Data pemerintah Saudi menyatakan bahwa hanya ada 93 kematian terkait pekerjaan dari semua negara pada tahun 2019, tetapi catatan resmi dari Bangladesh, yang dilihat oleh Guardian dan berdasarkan dokumen yang diberikan oleh Arab Saudi – tampaknya menunjukkan ada 270 kematian karena “kecelakaan” warga negaranya di negara tersebut pada tahun yang sama. Meskipun tidak semua kematian warga Bangladesh yang tidak disengaja mungkin terkait dengan pekerjaan, temuan tersebut menunjukkan adanya kesenjangan antara klaim yang dibuat oleh otoritas Saudi dan sumber-sumber lain.

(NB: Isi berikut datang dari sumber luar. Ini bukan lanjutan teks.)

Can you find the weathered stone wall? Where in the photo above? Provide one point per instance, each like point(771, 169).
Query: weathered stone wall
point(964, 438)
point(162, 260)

Di usianya yang ke-24, Anjali Kumari Rai sudah menjadi ibu dari dua anak laki-laki, seorang pasien kanker, dan seorang janda. Dia dan suaminya, Surya Nath Ray Amat, bermimpi untuk mendapatkan penghasilan yang cukup untuk membangun rumah kecil di selatan Nepal dan menyekolahkan putra-putra mereka di sekolah yang layak, tetapi “takdir” menghalangi, kata Rai.
Setelah didiagnosis menderita kanker, suaminya pergi ke Arab Saudi untuk mendapatkan cukup uang guna membiayai pengobatannya. Sembilan bulan kemudian, pada Mei 2024, kerabat Amat diberi tahu bahwa ada ledakan di tangki tempat dia bekerja, menewaskan dia, dan diduga dua pekerja lainnya.
Rai berhak atas kompensasi dari Arab Saudi, beserta gaji dan tunjangan suaminya yang belum dibayarkan, tetapi tujuh bulan setelah kematiannya, dia mengatakan tidak mendengar kabar apa pun dari majikan suaminya atau otoritas Saudi. Satu-satunya uang yang dia terima dari Arab Saudi berasal dari teman dan kolega di negara itu yang menyumbangkan sekitar £525.
Ibu Amat, Neelam Devi Rai, berjuang untuk menerima apa yang telah terjadi. “Ini sangat sulit. Saya sudah putus asa. Bagaimana kami bisa mengurus pengobatan istrinya dan mengurus anak-anak? Ini tidak terbayangkan,” katanya.
Kementerian Sumber Daya Manusia dan Pembangunan Sosial di Arab Saudi dihubungi untuk dimintai komentar.